L’entreprise britannique de conseil en communication, fondée en 2013, s’est donné pour mission de « changer les comportements des individus grâce aux données ». Embauchée par l’équipe de Donald Trump lors de la dernière campagne présidentielle américaine, elle a recueilli les données de 30 à 70 millions d’utilisateurs Facebook à leur insu. Elle s’en est servi pour dresser des profils psychologiques et adapter aux sensibilités de chacun les messages du futur président. A-t-elle réussi à influencer le vote ? L’homme d’affaires a bien été élu.

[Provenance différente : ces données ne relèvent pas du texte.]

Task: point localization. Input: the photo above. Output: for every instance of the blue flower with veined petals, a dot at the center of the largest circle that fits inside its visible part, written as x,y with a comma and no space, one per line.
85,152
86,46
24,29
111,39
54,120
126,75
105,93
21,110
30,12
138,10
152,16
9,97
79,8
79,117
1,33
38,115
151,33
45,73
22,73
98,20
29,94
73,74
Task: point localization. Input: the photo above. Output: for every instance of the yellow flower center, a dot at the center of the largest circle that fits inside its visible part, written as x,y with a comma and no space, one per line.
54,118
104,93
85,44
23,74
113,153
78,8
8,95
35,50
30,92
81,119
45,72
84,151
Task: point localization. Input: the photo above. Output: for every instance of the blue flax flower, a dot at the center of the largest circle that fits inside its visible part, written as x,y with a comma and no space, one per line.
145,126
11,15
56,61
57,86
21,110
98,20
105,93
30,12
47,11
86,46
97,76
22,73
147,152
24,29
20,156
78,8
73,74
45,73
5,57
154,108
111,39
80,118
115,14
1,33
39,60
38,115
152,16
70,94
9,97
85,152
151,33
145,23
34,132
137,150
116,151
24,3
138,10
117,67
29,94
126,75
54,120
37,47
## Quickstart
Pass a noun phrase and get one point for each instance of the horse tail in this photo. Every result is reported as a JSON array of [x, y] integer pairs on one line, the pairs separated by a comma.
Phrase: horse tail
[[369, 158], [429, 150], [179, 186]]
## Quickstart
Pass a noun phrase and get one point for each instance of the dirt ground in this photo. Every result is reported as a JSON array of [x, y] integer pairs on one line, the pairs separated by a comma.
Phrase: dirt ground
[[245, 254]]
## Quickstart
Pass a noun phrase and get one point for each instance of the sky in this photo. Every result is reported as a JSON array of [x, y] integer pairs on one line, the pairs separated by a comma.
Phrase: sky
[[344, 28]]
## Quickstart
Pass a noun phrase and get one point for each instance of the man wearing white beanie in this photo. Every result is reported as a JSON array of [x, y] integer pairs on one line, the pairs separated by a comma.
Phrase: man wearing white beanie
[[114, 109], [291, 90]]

Mais les républicains Ben Carson et Ted Cruz, également clients de la société, ont échoué dans la course à l’investiture.
Autre monde, celui de l’assurance, et autre usage : en analysant les achats des assurés et en les croisant avec l’historique des sinistres, des data scientists ont constaté que les personnes achetant des feutres à coller sous les pieds des tables, conduisent de manière prudente.
Le sociologue Dominique Cardon, qui rapporte l’anecdote dans son ouvrage À quoi rêvent les algorithmes (Seuil, 2015), ne dit pas comment finit l’histoire. Toutefois, on peut imaginer que certaines compagnies décident de proposer des tarifs d’assurance auto attractifs aux acheteurs de feutres, le risque de sinistre étant réduit.

© DR
Des profils convoités
Pour exercer le métier, en plus d’être un as en mathématiques, statistiques, et informatique, il faut avoir de bonnes notions en économie. « Il est primordial de bien comprendre les besoins du client, les enjeux et les problématiques des métiers. Cela conditionne le reste, c’est-à-dire le choix des données à collecter, leur analyse et restitution », explique Clarice, aujourd’hui consultante en Data Science pour Octo Technology, un cabinet de conseil spécialisé en transformation digitale.
Ces profils ne sont pas faciles à trouver. Or la demande explose. « Aujourd’hui, tous les secteurs, les PME comme les grands groupes, les chassent. Le métier est en forte tension. La preuve, un data scientist débutant gagne 45 000 euros brut par an », souligne Frédéric Rei, en charge du secteur Technologies chez Michael Page, un cabinet de recrutement.
Quant aux parcours de carrière, ils font également rêver. « Plusieurs de nos anciens, diplômés en 2015, occupent aujourd’hui de hautes responsabilités dans les entreprises du CAC 40 : chief data analyst ou même directeur de l’innovation », pointe Guillaume Chevillon. Clarisse aussi a des ambitions. À court ou moyen terme, elle se verrait bien devenir chef de projet et manager une équipe.
Quelle formation ?
Les cursus pour devenir data scientist ont commencé à apparaître en 2014. Ce sont des formations de haut vol : niveau bac+5 voire bac+6. Polytechnique, l’université de Saclay, l’Ensae ParisTech, Telecom ParisTech proposent à leurs étudiants un master 2 Data Science. L’Essec et CentraleSupélec ont ouvert en 2015 leur Master in Data Sciences et Business Analytics. L’université ouvre aux titulaires d’un bac+2 un cursus de trois ans : MIAGE (méthodes informatiques appliquées à la gestion des entreprises). Il existe aussi quantité d’onéreux mastères spécialisés et MBA sur le sujet.